4: 不活動あるいはオーバートレーニングによる小脳皮質神経回路の変容についての基礎研究
以前の我々の研究において、下オリーブ核・登上線維からプルキンエ細胞への興奮性シナプス伝達を薬理学的に約1週間阻害すると、登上線維の退縮が観察され、これは脳内でのシナプス機能の正常な維持におけるニューロンの自発的活動の重要性を示唆するものと考えられました。そこで、不活動やオーバートレーニングをシミュレートした実験モデルを構築し、その際の小脳皮質神経回路の変容について解明する研究を行います。

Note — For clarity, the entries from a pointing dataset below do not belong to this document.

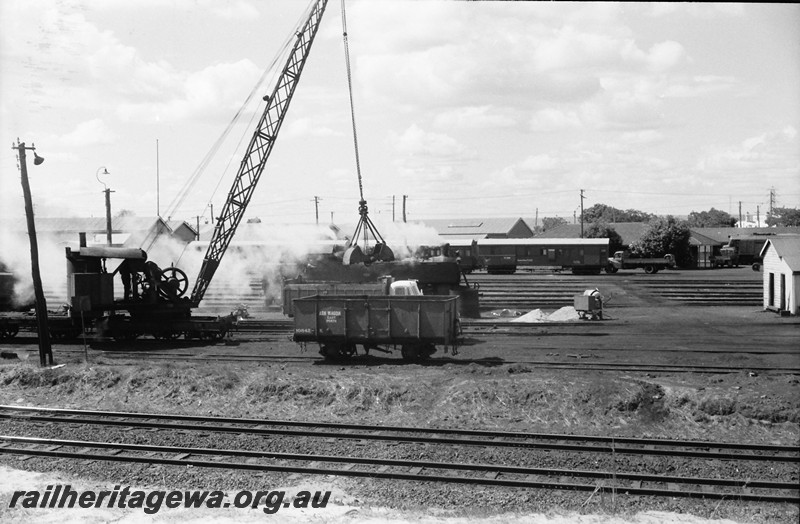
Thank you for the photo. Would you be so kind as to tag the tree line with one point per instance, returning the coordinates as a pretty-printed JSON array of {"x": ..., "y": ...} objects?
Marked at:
[{"x": 663, "y": 234}]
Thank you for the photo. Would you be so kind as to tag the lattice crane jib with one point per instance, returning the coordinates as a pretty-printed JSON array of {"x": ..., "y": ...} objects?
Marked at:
[{"x": 259, "y": 149}]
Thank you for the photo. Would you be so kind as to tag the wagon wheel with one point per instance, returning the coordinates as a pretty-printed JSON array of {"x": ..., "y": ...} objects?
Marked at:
[
  {"x": 331, "y": 351},
  {"x": 173, "y": 283},
  {"x": 9, "y": 331},
  {"x": 167, "y": 334},
  {"x": 416, "y": 351}
]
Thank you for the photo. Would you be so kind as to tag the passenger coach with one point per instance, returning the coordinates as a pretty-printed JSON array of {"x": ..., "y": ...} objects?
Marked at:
[{"x": 507, "y": 255}]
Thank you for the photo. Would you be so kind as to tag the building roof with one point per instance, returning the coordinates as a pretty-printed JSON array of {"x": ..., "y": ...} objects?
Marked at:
[
  {"x": 699, "y": 239},
  {"x": 84, "y": 224},
  {"x": 628, "y": 231},
  {"x": 722, "y": 234},
  {"x": 478, "y": 228},
  {"x": 788, "y": 248}
]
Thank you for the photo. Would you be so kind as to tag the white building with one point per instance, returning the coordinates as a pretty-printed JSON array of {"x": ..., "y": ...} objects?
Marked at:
[{"x": 782, "y": 274}]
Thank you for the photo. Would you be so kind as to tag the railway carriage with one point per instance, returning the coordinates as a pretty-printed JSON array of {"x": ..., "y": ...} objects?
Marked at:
[{"x": 507, "y": 255}]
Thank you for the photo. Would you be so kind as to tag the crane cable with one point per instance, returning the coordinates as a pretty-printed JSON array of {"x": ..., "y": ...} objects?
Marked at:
[{"x": 352, "y": 109}]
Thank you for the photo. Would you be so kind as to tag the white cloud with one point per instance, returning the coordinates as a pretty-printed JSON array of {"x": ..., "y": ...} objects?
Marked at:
[
  {"x": 757, "y": 155},
  {"x": 89, "y": 133},
  {"x": 700, "y": 86},
  {"x": 415, "y": 142},
  {"x": 473, "y": 117},
  {"x": 214, "y": 91},
  {"x": 665, "y": 55},
  {"x": 696, "y": 9},
  {"x": 551, "y": 119}
]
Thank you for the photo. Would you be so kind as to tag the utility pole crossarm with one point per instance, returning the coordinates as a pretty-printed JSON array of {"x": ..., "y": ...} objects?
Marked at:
[{"x": 252, "y": 165}]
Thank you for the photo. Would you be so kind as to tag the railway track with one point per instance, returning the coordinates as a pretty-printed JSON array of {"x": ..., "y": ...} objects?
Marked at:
[
  {"x": 554, "y": 291},
  {"x": 570, "y": 361},
  {"x": 632, "y": 482}
]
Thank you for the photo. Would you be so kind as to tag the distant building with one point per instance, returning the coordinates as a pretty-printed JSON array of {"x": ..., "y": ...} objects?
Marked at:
[
  {"x": 628, "y": 231},
  {"x": 782, "y": 274},
  {"x": 479, "y": 228},
  {"x": 127, "y": 231}
]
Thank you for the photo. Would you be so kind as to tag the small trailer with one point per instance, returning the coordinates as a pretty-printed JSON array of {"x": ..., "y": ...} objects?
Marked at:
[
  {"x": 589, "y": 305},
  {"x": 416, "y": 323}
]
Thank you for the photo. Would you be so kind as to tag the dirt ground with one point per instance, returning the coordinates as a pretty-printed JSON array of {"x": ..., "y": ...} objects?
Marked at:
[{"x": 485, "y": 393}]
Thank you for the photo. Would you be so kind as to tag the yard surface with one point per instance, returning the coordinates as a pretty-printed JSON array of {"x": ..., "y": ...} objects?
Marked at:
[{"x": 754, "y": 405}]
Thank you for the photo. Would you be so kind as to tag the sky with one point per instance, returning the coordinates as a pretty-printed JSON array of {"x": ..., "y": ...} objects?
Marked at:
[{"x": 462, "y": 109}]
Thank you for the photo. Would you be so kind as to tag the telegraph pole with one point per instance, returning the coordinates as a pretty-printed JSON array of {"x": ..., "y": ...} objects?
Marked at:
[
  {"x": 45, "y": 349},
  {"x": 771, "y": 200},
  {"x": 158, "y": 185}
]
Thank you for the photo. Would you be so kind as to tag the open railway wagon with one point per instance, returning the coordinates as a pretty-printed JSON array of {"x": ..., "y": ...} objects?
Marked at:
[
  {"x": 433, "y": 277},
  {"x": 579, "y": 255},
  {"x": 417, "y": 324}
]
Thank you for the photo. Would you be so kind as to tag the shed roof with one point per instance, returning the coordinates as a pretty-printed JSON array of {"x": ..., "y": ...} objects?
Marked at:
[
  {"x": 722, "y": 234},
  {"x": 788, "y": 248},
  {"x": 629, "y": 231},
  {"x": 475, "y": 228},
  {"x": 85, "y": 224}
]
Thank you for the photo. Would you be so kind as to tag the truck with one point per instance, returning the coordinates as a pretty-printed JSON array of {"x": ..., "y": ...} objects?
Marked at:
[
  {"x": 416, "y": 323},
  {"x": 727, "y": 257},
  {"x": 748, "y": 248},
  {"x": 624, "y": 260}
]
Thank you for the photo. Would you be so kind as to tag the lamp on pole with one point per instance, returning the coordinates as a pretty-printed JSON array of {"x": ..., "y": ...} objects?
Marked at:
[
  {"x": 107, "y": 191},
  {"x": 45, "y": 349}
]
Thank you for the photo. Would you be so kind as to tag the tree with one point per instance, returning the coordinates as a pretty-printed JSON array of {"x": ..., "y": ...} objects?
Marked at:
[
  {"x": 784, "y": 216},
  {"x": 552, "y": 222},
  {"x": 665, "y": 235},
  {"x": 602, "y": 230},
  {"x": 711, "y": 218},
  {"x": 604, "y": 213}
]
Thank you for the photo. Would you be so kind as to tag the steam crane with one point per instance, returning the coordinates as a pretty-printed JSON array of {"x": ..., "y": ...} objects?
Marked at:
[{"x": 258, "y": 151}]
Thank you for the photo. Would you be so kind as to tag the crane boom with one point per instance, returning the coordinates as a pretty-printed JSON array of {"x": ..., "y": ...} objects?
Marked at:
[{"x": 257, "y": 152}]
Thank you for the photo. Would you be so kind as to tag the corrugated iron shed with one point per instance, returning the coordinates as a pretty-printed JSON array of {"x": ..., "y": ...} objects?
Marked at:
[
  {"x": 478, "y": 228},
  {"x": 722, "y": 234},
  {"x": 628, "y": 231},
  {"x": 788, "y": 248}
]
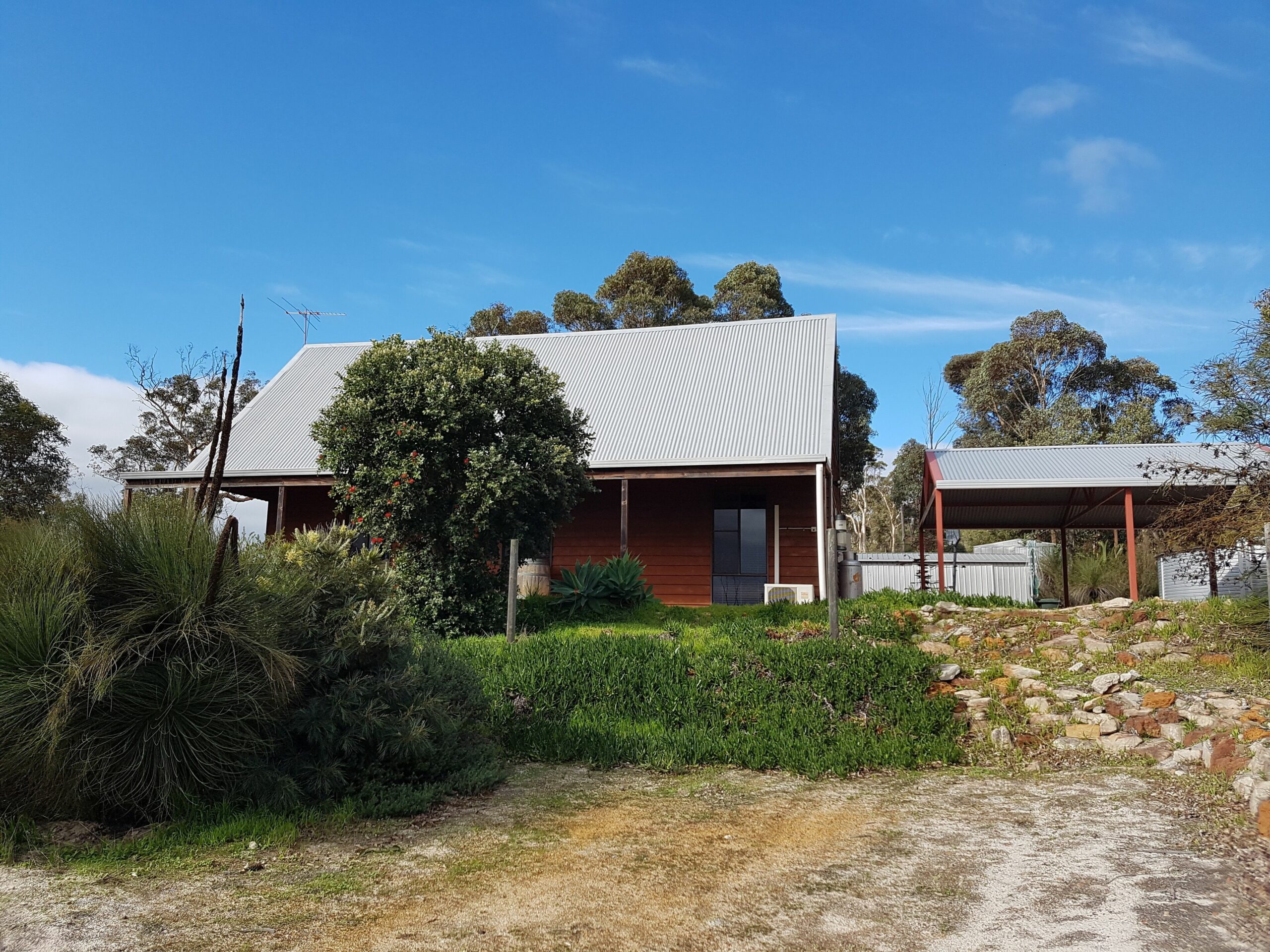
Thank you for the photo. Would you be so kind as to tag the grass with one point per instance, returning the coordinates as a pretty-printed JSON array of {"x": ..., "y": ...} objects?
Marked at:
[{"x": 756, "y": 687}]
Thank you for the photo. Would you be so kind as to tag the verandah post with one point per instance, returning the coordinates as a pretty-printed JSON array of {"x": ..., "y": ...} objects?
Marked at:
[{"x": 1131, "y": 545}]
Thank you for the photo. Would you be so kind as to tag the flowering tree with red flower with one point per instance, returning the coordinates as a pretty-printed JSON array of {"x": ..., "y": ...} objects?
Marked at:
[{"x": 446, "y": 448}]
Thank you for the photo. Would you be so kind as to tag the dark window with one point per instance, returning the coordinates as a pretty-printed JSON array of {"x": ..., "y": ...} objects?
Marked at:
[{"x": 740, "y": 555}]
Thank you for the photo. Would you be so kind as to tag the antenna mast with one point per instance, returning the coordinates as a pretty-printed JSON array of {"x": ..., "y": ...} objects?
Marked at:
[{"x": 307, "y": 314}]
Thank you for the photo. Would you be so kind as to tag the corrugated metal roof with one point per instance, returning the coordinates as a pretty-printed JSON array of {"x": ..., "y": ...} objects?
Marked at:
[
  {"x": 1085, "y": 465},
  {"x": 698, "y": 395}
]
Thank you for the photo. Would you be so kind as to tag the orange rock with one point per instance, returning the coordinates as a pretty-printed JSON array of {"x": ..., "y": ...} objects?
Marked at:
[{"x": 1089, "y": 731}]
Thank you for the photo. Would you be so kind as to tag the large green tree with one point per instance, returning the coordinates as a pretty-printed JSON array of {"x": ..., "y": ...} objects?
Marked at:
[
  {"x": 178, "y": 413},
  {"x": 751, "y": 291},
  {"x": 33, "y": 469},
  {"x": 855, "y": 404},
  {"x": 644, "y": 293},
  {"x": 1053, "y": 382},
  {"x": 445, "y": 450},
  {"x": 500, "y": 320}
]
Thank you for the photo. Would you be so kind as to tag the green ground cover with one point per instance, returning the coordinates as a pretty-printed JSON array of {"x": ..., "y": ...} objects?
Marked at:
[{"x": 758, "y": 687}]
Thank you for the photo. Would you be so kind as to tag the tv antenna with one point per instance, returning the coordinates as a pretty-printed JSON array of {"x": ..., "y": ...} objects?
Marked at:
[{"x": 307, "y": 315}]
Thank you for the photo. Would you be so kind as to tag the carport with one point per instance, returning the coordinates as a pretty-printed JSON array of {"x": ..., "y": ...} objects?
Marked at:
[{"x": 1087, "y": 486}]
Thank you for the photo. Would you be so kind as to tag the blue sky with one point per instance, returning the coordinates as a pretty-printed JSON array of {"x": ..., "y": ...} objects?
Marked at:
[{"x": 926, "y": 171}]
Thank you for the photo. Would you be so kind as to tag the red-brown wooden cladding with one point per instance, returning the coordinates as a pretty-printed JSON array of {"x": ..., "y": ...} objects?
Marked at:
[{"x": 671, "y": 530}]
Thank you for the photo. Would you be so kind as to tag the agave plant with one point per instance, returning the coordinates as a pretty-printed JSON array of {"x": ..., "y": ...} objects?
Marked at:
[
  {"x": 583, "y": 590},
  {"x": 624, "y": 578}
]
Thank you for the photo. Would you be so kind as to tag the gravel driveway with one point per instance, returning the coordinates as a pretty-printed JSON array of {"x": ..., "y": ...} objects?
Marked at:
[{"x": 568, "y": 858}]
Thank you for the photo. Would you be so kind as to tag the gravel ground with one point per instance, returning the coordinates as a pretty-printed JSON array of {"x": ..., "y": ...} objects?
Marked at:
[{"x": 568, "y": 858}]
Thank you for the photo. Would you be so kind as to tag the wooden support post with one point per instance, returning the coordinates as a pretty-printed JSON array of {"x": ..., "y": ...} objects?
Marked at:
[
  {"x": 625, "y": 513},
  {"x": 939, "y": 536},
  {"x": 1131, "y": 545},
  {"x": 833, "y": 584},
  {"x": 776, "y": 543},
  {"x": 282, "y": 512},
  {"x": 820, "y": 531},
  {"x": 513, "y": 563},
  {"x": 1067, "y": 591}
]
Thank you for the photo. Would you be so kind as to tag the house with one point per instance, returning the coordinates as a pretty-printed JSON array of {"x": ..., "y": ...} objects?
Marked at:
[{"x": 714, "y": 455}]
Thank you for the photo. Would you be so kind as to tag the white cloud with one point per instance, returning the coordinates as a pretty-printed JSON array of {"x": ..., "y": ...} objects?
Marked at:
[
  {"x": 1140, "y": 41},
  {"x": 1199, "y": 254},
  {"x": 92, "y": 409},
  {"x": 1048, "y": 98},
  {"x": 96, "y": 409},
  {"x": 1030, "y": 244},
  {"x": 887, "y": 325},
  {"x": 1099, "y": 168},
  {"x": 679, "y": 74},
  {"x": 954, "y": 305}
]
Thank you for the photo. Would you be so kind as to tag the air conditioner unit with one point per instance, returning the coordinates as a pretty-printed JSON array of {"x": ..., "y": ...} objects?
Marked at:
[{"x": 798, "y": 595}]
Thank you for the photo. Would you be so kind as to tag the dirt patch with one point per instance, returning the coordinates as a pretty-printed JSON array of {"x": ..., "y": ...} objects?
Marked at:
[{"x": 567, "y": 858}]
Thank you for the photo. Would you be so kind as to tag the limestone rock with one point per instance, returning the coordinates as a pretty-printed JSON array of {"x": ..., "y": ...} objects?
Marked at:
[
  {"x": 1017, "y": 670},
  {"x": 1074, "y": 744},
  {"x": 1119, "y": 743}
]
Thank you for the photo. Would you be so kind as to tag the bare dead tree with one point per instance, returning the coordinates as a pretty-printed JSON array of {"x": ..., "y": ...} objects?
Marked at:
[
  {"x": 201, "y": 497},
  {"x": 215, "y": 490},
  {"x": 938, "y": 423}
]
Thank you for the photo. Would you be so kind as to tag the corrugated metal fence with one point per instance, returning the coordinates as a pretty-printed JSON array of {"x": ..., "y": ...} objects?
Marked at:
[
  {"x": 995, "y": 574},
  {"x": 1184, "y": 577}
]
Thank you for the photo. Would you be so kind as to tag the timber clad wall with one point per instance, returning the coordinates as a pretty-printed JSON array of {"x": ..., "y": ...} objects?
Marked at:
[
  {"x": 670, "y": 525},
  {"x": 671, "y": 529}
]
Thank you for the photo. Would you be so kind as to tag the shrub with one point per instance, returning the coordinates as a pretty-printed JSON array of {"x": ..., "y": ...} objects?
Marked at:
[
  {"x": 446, "y": 448},
  {"x": 124, "y": 694},
  {"x": 591, "y": 590},
  {"x": 379, "y": 717}
]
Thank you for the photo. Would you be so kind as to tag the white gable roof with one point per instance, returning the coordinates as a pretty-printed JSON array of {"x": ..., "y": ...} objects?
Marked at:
[{"x": 697, "y": 395}]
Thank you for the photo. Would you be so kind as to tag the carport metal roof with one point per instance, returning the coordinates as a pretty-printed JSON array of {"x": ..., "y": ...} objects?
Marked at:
[
  {"x": 1090, "y": 486},
  {"x": 1057, "y": 488}
]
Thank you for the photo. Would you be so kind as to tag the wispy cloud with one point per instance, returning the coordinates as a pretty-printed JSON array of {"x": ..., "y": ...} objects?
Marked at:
[
  {"x": 1030, "y": 244},
  {"x": 1140, "y": 41},
  {"x": 1099, "y": 168},
  {"x": 679, "y": 74},
  {"x": 1047, "y": 99},
  {"x": 887, "y": 324},
  {"x": 1201, "y": 254},
  {"x": 945, "y": 304}
]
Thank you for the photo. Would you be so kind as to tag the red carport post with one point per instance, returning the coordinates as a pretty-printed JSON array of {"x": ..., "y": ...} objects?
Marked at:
[
  {"x": 1067, "y": 592},
  {"x": 1131, "y": 545},
  {"x": 939, "y": 535}
]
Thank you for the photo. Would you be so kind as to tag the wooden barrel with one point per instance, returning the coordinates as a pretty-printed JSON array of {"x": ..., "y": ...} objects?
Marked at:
[{"x": 534, "y": 578}]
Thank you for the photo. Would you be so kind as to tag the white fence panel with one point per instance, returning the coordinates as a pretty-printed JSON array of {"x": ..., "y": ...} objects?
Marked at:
[{"x": 994, "y": 574}]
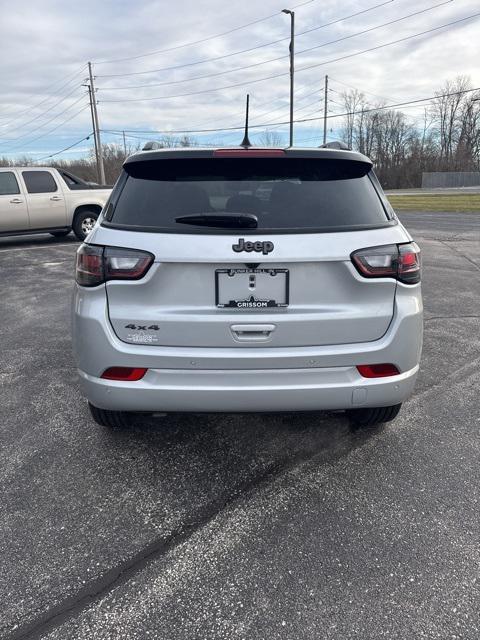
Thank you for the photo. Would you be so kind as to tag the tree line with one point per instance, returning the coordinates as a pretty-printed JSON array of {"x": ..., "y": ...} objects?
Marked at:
[{"x": 447, "y": 138}]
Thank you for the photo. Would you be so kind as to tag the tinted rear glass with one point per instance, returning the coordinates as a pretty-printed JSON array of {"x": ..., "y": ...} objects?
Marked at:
[
  {"x": 39, "y": 181},
  {"x": 286, "y": 194}
]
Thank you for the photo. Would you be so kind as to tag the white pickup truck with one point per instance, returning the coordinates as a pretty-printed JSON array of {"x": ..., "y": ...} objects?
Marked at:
[{"x": 47, "y": 200}]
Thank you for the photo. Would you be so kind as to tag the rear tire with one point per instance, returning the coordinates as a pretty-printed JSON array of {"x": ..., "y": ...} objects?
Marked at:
[
  {"x": 372, "y": 416},
  {"x": 60, "y": 234},
  {"x": 110, "y": 419},
  {"x": 83, "y": 223}
]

5: 情動及び心拍の制御における小脳の役割についての基礎研究
心拍条件づけ学習に小脳が関わっていることは我々の先行研究において明らかにされてきましたが、今後はさらに、心拍に加えて自律神経系の活動や情動における小脳の関与についての基礎研究を行い、心理学的スキルに関わる研究領域に対しても貢献したいと考えております。
その他: 脳の健康・ウェルネスを維持・向上させる運動プログラムの開発
自身が行っている基礎研究から得られた知見のみならず、様々な共同研究及び研究交流を通じて得られた知見を基盤にして、運動スキルやコミュニケーションスキルの向上、鬱などの予防、脳の健康・ウェルネスを維持・向上させる運動プログラムの開発を行い、社会に貢献したいと考えております。